Bazı başlıklar vardır ki partisi, ideolojisi, dini, mezhebi olmaz. Ama öyle bir savrulduk ki artık yağmurun yağmamasını, depremlerin olmasını bile partilere bağladık.
Kim savurdu bizi böylesine ve niçin savrulduk? Dış politikanın, terörle mücadelenin, doğal afetlerin partisi ideolojisi olur mu? Aklıselim memleketlerde olmaz.
Maalesef bizde terör iç politikaya malzeme oldu. 15 Temmuz hala iç politika gündeminde. Depremler, doğal afetler, ekonomik çalkantılar partilere göre yorumlanıyor hatta tedbirler bile ona göre alınıyor.

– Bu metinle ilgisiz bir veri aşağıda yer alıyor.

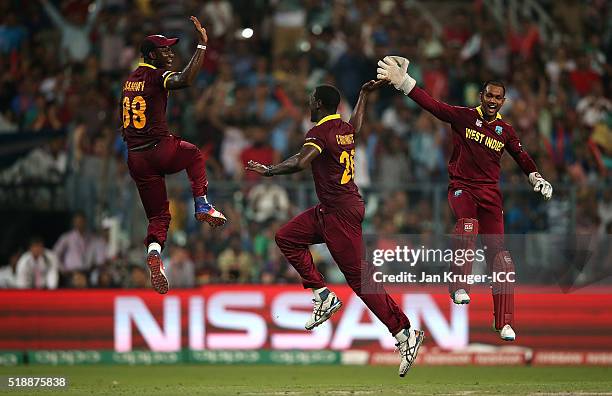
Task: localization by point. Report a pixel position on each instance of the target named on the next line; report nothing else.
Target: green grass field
(319, 380)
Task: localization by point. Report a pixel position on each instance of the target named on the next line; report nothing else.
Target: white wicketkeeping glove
(540, 185)
(393, 69)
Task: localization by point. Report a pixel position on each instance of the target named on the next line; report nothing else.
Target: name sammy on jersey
(133, 86)
(345, 140)
(481, 138)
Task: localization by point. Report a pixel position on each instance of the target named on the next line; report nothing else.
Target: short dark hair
(146, 48)
(37, 240)
(329, 97)
(496, 83)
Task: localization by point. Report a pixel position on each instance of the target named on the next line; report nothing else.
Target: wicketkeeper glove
(394, 69)
(540, 185)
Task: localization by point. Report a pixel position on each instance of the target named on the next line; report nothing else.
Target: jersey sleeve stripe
(314, 144)
(166, 78)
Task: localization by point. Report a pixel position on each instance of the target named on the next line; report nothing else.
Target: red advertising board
(272, 317)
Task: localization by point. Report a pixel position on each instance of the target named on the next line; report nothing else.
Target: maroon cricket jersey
(143, 102)
(477, 144)
(333, 170)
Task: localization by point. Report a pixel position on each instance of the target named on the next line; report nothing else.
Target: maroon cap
(155, 41)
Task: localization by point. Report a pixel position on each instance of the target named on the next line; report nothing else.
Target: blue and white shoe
(506, 333)
(461, 297)
(206, 212)
(157, 272)
(408, 343)
(323, 309)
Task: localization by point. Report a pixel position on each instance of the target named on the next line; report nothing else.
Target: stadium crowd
(64, 62)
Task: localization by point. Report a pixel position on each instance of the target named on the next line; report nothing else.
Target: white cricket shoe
(461, 297)
(507, 333)
(323, 309)
(409, 342)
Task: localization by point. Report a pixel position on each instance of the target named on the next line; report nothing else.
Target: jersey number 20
(137, 107)
(349, 166)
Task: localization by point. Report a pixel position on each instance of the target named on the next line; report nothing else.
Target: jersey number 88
(137, 107)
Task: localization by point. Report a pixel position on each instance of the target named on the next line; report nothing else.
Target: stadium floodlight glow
(247, 33)
(304, 46)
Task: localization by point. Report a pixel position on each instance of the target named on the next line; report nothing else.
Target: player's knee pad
(503, 289)
(504, 273)
(466, 229)
(464, 239)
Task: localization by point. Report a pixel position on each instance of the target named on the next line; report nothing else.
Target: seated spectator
(72, 246)
(37, 268)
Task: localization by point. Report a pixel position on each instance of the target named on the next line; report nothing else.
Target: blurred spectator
(38, 268)
(72, 246)
(64, 61)
(259, 150)
(180, 270)
(139, 278)
(8, 273)
(268, 201)
(235, 264)
(594, 107)
(75, 29)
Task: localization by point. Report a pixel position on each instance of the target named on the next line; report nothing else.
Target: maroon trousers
(484, 203)
(148, 169)
(340, 230)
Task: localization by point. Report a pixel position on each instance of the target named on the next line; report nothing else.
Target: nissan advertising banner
(253, 317)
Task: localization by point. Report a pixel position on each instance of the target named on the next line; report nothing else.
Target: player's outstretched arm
(358, 113)
(293, 164)
(186, 77)
(528, 165)
(394, 69)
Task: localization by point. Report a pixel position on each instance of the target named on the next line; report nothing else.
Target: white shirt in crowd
(40, 272)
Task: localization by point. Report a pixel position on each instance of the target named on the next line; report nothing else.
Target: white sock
(154, 246)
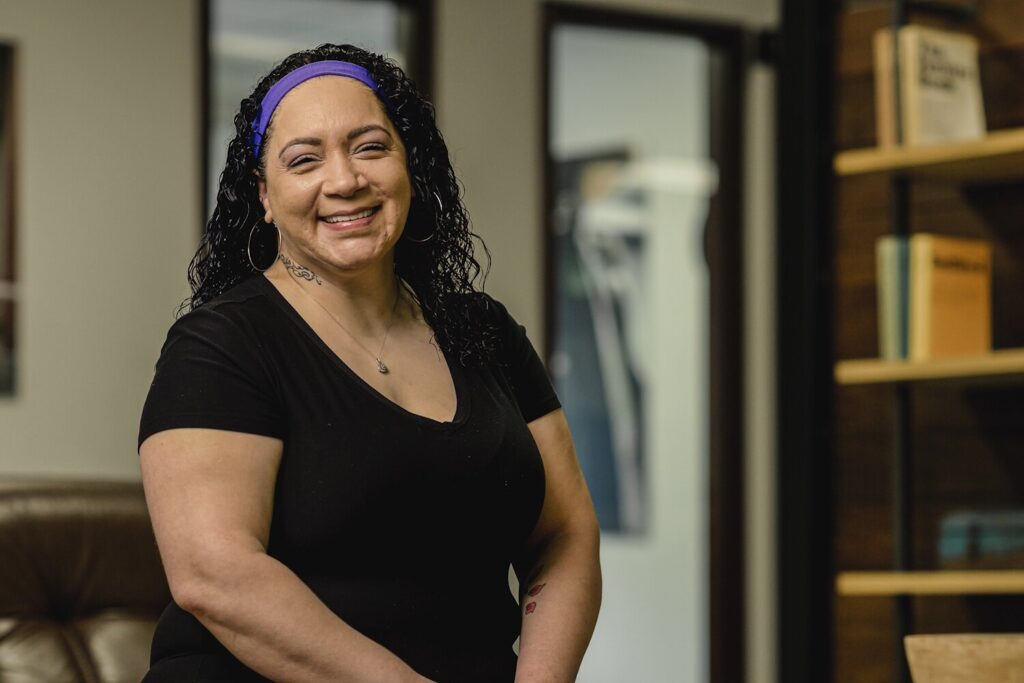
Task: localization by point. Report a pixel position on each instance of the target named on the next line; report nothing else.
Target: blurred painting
(599, 246)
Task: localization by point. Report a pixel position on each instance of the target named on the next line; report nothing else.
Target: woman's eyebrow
(352, 134)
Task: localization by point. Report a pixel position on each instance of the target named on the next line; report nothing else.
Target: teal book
(892, 271)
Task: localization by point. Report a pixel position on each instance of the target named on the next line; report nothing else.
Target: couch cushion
(81, 584)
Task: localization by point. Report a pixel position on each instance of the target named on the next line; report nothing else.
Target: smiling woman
(345, 446)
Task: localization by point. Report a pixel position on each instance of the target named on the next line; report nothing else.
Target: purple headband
(301, 75)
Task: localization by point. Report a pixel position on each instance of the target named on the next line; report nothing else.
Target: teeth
(345, 219)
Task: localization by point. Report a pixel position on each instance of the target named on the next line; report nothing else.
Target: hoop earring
(249, 245)
(440, 210)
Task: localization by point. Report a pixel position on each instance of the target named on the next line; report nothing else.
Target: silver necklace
(381, 368)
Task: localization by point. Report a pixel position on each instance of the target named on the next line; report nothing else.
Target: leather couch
(81, 583)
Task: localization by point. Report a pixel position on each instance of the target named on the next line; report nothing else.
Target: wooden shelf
(1004, 363)
(930, 583)
(999, 156)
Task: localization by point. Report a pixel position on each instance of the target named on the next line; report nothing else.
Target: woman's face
(336, 181)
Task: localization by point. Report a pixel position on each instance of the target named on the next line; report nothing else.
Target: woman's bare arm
(560, 570)
(210, 495)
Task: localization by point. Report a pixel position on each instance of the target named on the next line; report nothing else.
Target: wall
(108, 154)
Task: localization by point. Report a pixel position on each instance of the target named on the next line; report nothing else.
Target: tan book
(950, 297)
(940, 87)
(885, 89)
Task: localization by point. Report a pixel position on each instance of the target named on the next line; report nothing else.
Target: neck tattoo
(300, 270)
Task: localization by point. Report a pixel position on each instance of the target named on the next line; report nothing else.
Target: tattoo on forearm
(300, 270)
(534, 592)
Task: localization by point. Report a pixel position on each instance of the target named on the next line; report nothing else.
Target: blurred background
(657, 184)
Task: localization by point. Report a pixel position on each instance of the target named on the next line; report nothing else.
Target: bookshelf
(915, 441)
(999, 156)
(1004, 364)
(930, 583)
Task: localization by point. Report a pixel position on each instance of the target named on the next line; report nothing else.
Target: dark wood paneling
(967, 439)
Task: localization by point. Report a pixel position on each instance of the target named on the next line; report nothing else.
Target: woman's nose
(343, 177)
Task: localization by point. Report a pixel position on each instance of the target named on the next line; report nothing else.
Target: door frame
(723, 251)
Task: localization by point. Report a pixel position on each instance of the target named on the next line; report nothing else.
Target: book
(982, 540)
(939, 85)
(892, 265)
(950, 297)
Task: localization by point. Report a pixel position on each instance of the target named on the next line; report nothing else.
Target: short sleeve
(211, 374)
(523, 369)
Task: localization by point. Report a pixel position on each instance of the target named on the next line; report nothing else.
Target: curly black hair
(440, 270)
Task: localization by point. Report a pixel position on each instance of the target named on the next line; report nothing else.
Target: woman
(343, 453)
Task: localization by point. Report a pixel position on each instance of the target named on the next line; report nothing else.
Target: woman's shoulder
(242, 306)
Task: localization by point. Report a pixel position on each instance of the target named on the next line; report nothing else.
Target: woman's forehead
(328, 102)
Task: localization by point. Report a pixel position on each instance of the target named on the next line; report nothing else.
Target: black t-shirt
(402, 525)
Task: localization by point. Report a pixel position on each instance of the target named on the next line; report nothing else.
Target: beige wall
(108, 155)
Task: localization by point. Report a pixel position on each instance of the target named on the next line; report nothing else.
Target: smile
(350, 218)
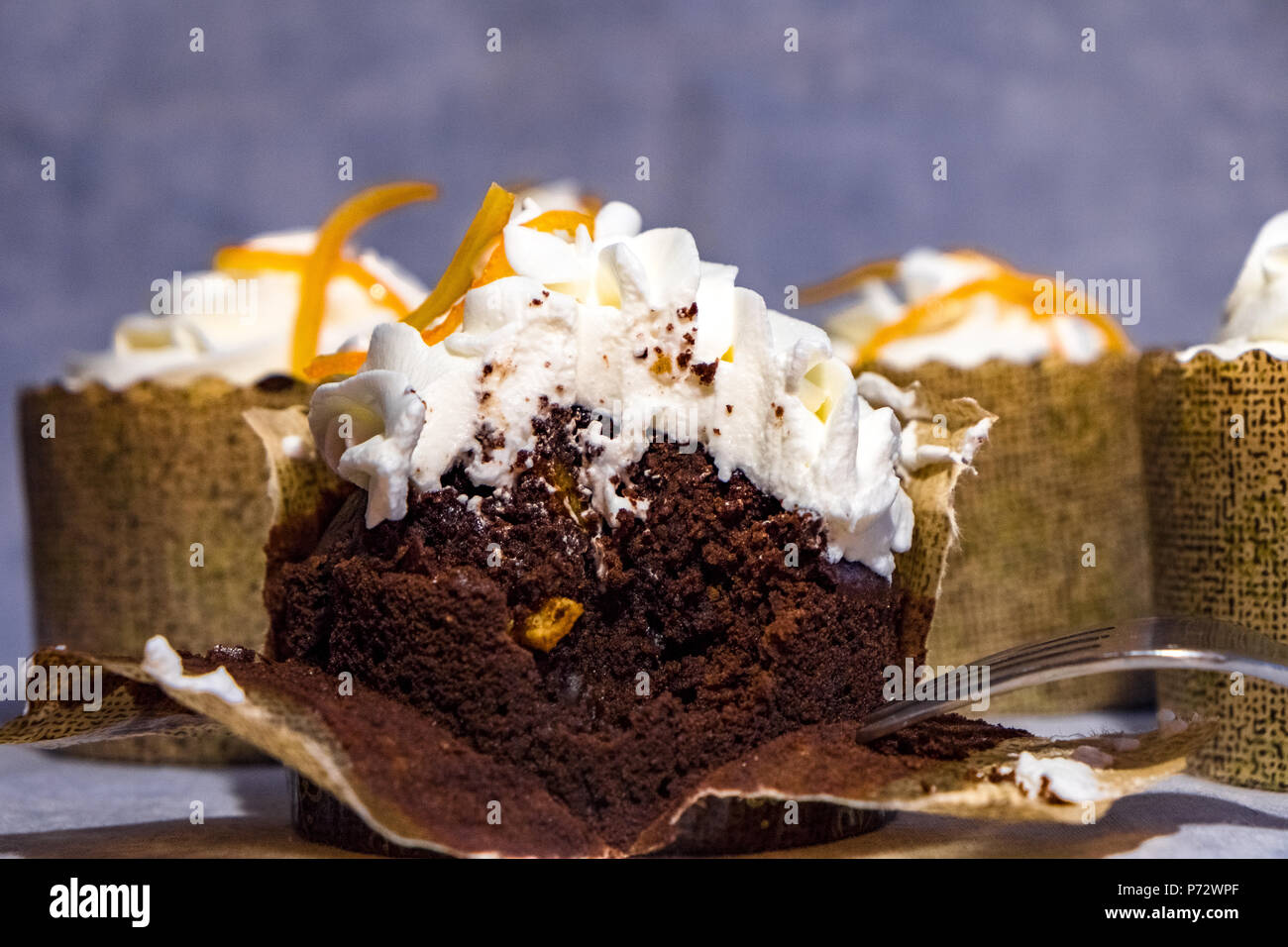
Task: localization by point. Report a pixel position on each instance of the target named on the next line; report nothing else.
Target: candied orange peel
(545, 628)
(482, 236)
(322, 263)
(249, 260)
(945, 309)
(335, 364)
(478, 261)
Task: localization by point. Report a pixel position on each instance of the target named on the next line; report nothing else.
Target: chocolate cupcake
(618, 523)
(1051, 534)
(147, 492)
(1215, 433)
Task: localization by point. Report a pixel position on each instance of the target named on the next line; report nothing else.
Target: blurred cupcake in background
(1215, 431)
(1052, 531)
(147, 492)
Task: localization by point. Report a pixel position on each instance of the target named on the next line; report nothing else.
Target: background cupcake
(147, 492)
(1051, 532)
(1214, 428)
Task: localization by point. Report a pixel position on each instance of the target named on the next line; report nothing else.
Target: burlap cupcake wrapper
(1216, 440)
(149, 512)
(419, 788)
(1060, 486)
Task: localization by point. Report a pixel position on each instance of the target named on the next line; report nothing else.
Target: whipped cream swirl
(1256, 311)
(629, 325)
(993, 329)
(239, 326)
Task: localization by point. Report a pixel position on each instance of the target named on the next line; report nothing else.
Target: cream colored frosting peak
(636, 329)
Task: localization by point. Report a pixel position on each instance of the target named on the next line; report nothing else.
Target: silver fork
(1147, 643)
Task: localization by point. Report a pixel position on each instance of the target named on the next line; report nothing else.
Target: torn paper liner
(415, 787)
(149, 509)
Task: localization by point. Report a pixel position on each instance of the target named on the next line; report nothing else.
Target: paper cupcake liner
(417, 788)
(1219, 527)
(116, 500)
(1063, 470)
(711, 827)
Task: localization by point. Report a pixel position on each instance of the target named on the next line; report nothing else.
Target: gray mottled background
(1113, 163)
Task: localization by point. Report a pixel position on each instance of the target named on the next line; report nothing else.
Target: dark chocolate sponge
(702, 633)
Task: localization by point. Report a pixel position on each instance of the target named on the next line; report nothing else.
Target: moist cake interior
(700, 634)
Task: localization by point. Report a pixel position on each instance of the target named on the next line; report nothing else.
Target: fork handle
(1144, 644)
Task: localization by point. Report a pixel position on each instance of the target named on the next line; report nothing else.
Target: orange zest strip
(846, 281)
(326, 256)
(248, 260)
(488, 222)
(336, 364)
(940, 312)
(565, 221)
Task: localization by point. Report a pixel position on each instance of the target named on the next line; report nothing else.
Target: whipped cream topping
(1256, 311)
(239, 326)
(636, 329)
(993, 329)
(1064, 779)
(162, 663)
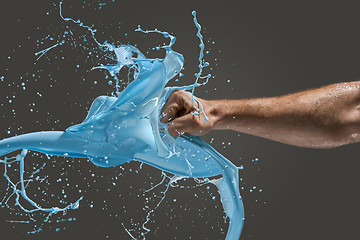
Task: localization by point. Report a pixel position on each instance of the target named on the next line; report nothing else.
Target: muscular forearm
(321, 118)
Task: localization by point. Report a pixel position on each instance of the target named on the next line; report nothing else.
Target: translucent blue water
(127, 127)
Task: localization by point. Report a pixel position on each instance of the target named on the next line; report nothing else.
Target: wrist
(217, 113)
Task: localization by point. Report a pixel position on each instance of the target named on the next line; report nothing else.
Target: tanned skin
(325, 117)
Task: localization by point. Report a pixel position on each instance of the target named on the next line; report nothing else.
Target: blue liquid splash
(127, 127)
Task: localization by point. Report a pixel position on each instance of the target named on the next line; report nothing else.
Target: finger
(173, 105)
(180, 125)
(169, 111)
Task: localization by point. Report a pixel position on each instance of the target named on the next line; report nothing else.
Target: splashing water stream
(127, 127)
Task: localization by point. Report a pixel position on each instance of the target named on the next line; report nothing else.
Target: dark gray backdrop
(266, 48)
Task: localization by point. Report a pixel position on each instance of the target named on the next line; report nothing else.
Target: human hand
(179, 112)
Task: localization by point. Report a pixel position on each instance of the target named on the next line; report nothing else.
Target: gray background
(266, 48)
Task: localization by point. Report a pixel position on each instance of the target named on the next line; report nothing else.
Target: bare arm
(326, 117)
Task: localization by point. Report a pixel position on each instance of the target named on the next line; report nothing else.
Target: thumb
(185, 123)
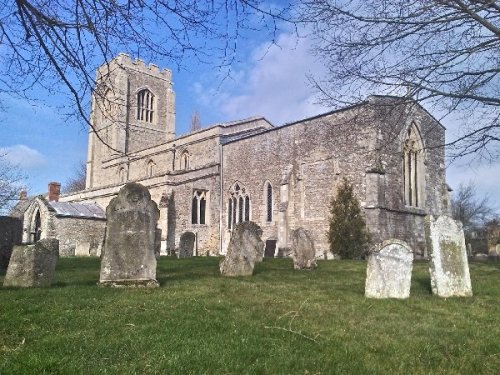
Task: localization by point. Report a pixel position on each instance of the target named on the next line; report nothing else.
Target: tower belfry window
(145, 105)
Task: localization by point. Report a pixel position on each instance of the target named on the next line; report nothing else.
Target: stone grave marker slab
(388, 272)
(449, 267)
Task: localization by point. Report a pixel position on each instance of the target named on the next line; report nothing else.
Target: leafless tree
(77, 181)
(195, 122)
(49, 42)
(473, 211)
(11, 183)
(445, 53)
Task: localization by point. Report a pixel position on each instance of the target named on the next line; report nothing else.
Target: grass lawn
(279, 321)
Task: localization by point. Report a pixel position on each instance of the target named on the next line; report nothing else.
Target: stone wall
(305, 161)
(11, 230)
(74, 231)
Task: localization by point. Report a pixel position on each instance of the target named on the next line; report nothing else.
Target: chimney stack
(54, 191)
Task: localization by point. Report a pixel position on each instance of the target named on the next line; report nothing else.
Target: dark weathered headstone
(303, 253)
(449, 267)
(128, 257)
(245, 248)
(186, 245)
(388, 273)
(32, 265)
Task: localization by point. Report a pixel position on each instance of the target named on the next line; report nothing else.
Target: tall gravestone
(32, 265)
(302, 248)
(449, 267)
(186, 245)
(128, 257)
(388, 272)
(245, 248)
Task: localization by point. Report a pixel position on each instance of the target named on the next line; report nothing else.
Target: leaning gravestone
(303, 253)
(449, 267)
(32, 265)
(128, 257)
(186, 245)
(245, 248)
(388, 274)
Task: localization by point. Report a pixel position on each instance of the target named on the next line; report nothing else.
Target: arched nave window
(239, 205)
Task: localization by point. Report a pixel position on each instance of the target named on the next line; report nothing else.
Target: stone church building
(281, 178)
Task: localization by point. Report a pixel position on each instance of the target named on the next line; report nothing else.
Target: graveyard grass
(279, 321)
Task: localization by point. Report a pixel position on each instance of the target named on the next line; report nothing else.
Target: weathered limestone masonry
(449, 267)
(388, 273)
(11, 229)
(281, 178)
(129, 250)
(32, 265)
(384, 146)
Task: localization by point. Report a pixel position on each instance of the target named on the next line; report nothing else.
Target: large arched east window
(199, 207)
(145, 105)
(413, 168)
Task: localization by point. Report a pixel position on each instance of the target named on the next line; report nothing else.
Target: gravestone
(128, 257)
(82, 249)
(388, 272)
(449, 267)
(186, 245)
(302, 249)
(245, 248)
(32, 265)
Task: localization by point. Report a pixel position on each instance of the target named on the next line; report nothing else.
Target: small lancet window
(199, 207)
(239, 206)
(413, 168)
(185, 160)
(150, 168)
(145, 105)
(269, 202)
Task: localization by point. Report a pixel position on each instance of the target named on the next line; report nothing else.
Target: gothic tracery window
(199, 207)
(145, 105)
(413, 168)
(239, 206)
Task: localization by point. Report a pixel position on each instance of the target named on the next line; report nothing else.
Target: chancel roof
(82, 210)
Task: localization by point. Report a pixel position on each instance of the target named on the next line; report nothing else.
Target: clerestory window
(145, 105)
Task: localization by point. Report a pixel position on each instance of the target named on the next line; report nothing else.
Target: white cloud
(23, 156)
(273, 84)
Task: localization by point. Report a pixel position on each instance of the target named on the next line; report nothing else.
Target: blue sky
(269, 80)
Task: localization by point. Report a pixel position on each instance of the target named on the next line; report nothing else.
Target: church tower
(133, 108)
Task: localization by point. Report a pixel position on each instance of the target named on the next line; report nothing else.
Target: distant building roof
(82, 210)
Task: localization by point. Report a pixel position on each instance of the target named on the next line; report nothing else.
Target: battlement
(124, 61)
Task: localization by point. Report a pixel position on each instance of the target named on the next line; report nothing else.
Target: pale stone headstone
(449, 267)
(128, 257)
(186, 245)
(303, 253)
(32, 265)
(82, 249)
(388, 273)
(245, 248)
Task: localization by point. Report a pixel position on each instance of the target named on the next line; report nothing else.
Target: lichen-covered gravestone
(245, 248)
(388, 273)
(128, 257)
(32, 265)
(449, 267)
(303, 253)
(186, 245)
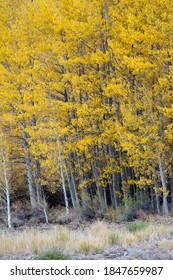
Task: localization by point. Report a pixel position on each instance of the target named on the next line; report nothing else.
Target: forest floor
(152, 239)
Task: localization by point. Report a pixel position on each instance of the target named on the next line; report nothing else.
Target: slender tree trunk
(29, 171)
(7, 189)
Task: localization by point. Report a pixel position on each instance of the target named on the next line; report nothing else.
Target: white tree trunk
(7, 189)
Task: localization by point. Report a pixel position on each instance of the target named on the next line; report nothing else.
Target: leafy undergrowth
(97, 240)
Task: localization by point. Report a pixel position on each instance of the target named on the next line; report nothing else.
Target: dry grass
(94, 238)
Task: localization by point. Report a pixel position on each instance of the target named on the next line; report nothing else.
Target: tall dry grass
(94, 238)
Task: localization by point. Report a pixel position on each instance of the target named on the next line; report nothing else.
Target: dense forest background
(86, 105)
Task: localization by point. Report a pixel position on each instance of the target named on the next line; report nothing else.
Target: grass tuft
(53, 255)
(136, 226)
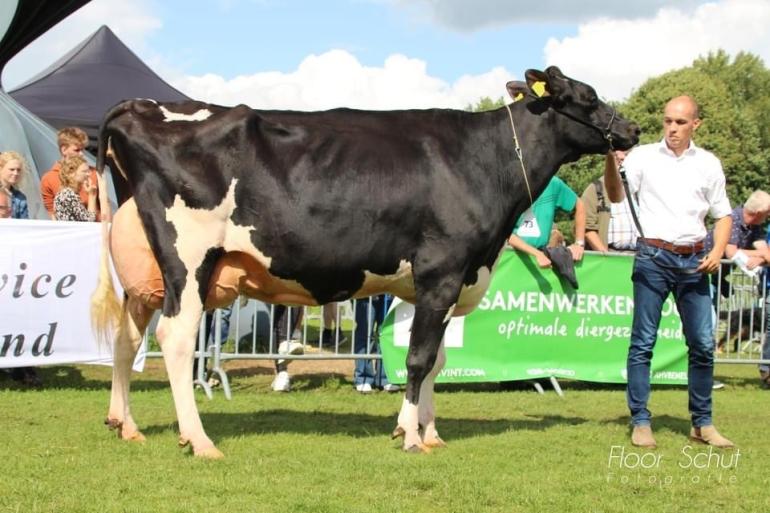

Ya dış politika? 'Mümin olan bir delikten iki defa ısırılmazdı' ama ABD tarafında delik deşik edildik.
Günlerdir ABD'ye karşı iktidar-muhalefet ve bütün parti liderleriyle ortak bir bildiri yayınlayıp, meclis kararı ile de ABD'ye karşı bir devlet duruşu gösterelim dedik.
Nihayetinde TBMM'den ortak kınama kararı çıktı. Ama en baştan beri ifade ediyoruz, dış politika kınama üzerine kurulmaz. Biz nasıl ki, aldığınız kararlar yok hükmündedir diyoruz onlar da senin kınaman beni tınlamaz diyor ve tehditlerine, iftiralarına devam ediyorlar.
ABD Dışişleri Bakanı, "Biden'ın 'Ermeni Soykırımı' açıklamasının sürpriz olmaması gerekir" dedi.
Başka? "Türkiye'yi S-400 için uyardık, yeni yaptırımlar gelebilir" dedi.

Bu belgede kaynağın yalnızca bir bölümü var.